Visiting Deputy Managing Director of the International Monetary Fund (IMF) Antoinette Monsio Sayeh today said that the IMF Board is likely to consider the $4.5 billion loan to Bangladesh on January 30.
“The IMF Executive Board is expected to consider approving the program with Bangladesh on January 30,” she said in a statement.
Sayeh said she was very pleased to have had the opportunity to meet with Prime Minister Sheikh Hasina, Finance Minister AHM Mustafa Kamal, and Bangladesh Bank Governor Abdur Rouf Talukder.
“I congratulated them on Bangladesh’s impressive economic growth and social development in the last decades, which have allowed steady progress in poverty reduction and significant improvements in living standards. Macroeconomic policies in recent years have helped keep inflation stable, debt-to-GDP ratio low, and external buffers adequate,” she added.
Just like countries around the world, the IMF Deputy Managing Director said Bangladesh is now dealing with the impact of global shocks – first from the pandemic and then from the ongoing war in Ukraine.
“We discussed the impact of these shocks on Bangladesh’s economy, and I welcomed Bangladesh’s comprehensive set of measures to deal with them – including their focus on ensuring protection for the vulnerable during these difficult times,” she added.
Sayeh said Bangladesh and the IMF recently reached a staff-level agreement under the Extended Credit Facility, Extended Fund Facility, and the IMF’s new Resilience and Sustainability Facility (RSF), to support the authorities’ home-grown reform agenda.
“In our discussion, we focused on the program’s key elements, including the long-standing challenges of raising tax revenues, and building a more efficient financial sector,” she added.

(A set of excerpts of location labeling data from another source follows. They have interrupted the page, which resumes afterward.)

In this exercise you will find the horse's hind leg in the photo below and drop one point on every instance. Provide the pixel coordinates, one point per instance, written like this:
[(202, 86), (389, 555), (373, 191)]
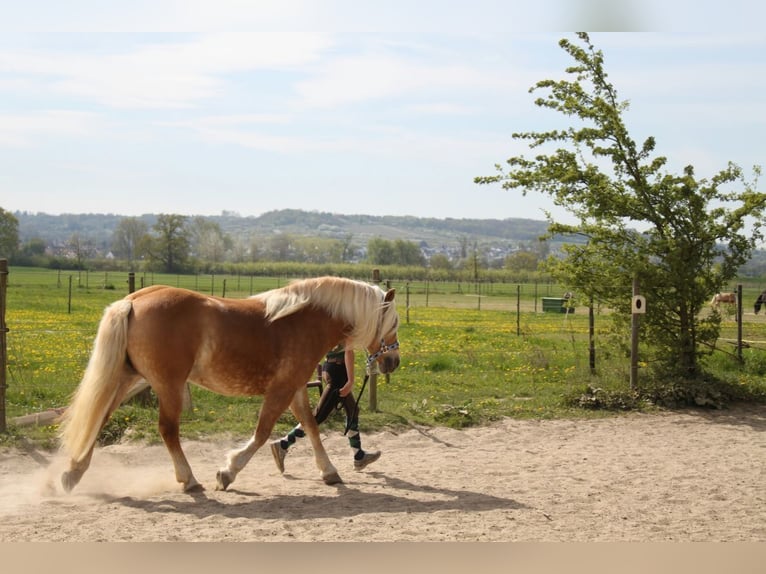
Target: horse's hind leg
[(171, 404), (71, 477)]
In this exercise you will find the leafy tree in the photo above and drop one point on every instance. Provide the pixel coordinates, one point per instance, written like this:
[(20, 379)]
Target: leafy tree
[(208, 241), (398, 252), (9, 234), (170, 246), (80, 249), (522, 260), (440, 261), (128, 238), (682, 237)]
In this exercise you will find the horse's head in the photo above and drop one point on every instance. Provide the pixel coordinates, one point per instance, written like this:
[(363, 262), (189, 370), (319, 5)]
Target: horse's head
[(385, 349)]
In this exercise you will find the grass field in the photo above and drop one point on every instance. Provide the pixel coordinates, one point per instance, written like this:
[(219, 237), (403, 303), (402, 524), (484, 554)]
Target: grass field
[(468, 357)]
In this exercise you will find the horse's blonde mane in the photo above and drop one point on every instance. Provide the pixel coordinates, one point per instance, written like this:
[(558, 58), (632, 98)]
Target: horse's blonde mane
[(357, 303)]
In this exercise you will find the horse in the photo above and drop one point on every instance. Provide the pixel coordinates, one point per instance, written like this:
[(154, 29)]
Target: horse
[(268, 344), (728, 298), (761, 300)]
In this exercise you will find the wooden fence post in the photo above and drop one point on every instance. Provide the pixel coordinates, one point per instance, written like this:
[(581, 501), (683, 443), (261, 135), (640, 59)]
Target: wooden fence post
[(3, 341)]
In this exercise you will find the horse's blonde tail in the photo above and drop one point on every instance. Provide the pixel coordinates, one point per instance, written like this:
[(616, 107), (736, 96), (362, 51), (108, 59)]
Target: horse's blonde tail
[(93, 400)]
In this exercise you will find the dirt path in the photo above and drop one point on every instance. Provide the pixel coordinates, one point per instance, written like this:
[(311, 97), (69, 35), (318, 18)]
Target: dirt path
[(694, 476)]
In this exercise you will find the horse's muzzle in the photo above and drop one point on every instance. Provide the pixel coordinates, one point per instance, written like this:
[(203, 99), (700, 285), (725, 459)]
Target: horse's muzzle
[(388, 363)]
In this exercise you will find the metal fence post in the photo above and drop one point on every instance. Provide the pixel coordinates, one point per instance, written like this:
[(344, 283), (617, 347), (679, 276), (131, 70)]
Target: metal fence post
[(3, 342)]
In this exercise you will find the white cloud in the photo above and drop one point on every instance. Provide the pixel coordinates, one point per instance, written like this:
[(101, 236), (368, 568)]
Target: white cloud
[(171, 74), (24, 130)]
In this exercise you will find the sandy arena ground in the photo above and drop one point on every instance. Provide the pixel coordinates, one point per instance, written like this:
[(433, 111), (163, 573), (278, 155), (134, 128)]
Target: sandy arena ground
[(691, 476)]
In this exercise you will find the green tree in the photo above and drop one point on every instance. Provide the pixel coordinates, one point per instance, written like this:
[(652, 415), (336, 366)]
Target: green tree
[(522, 261), (9, 234), (682, 237), (128, 238), (207, 240), (170, 246), (398, 252)]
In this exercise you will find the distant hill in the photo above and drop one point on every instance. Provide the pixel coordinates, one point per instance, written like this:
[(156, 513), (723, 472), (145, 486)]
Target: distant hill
[(100, 227)]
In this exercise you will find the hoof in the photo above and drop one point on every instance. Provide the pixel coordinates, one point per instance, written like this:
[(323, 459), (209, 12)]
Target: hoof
[(196, 487), (68, 481), (332, 478), (223, 480)]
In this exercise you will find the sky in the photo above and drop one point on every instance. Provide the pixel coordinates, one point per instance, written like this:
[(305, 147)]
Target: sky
[(196, 107)]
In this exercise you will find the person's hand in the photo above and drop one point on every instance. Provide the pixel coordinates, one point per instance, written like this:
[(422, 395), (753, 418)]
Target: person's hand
[(346, 389)]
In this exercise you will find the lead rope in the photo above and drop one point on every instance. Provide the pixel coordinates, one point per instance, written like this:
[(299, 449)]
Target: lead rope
[(370, 360)]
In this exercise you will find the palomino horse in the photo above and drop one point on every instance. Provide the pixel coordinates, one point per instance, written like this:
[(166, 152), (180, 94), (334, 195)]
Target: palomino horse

The IMF high official said reforms in these areas, combined with measures to facilitate private investments and export diversification would help create conditions to make Bangladesh’s economy more resilient and support long-term, inclusive and sustainable growth.
Sayeh said they also discussed Bangladesh’s plans to address the longer-term challenges related to climate change that could threaten macroeconomic stability.
“The IMF’s RSF aims to provide affordable, long-term financing to support Bangladesh’s climate investment needs, catalyze climate financing, and reduce the balance of payment pressures from import-intensive climate investment,” she added.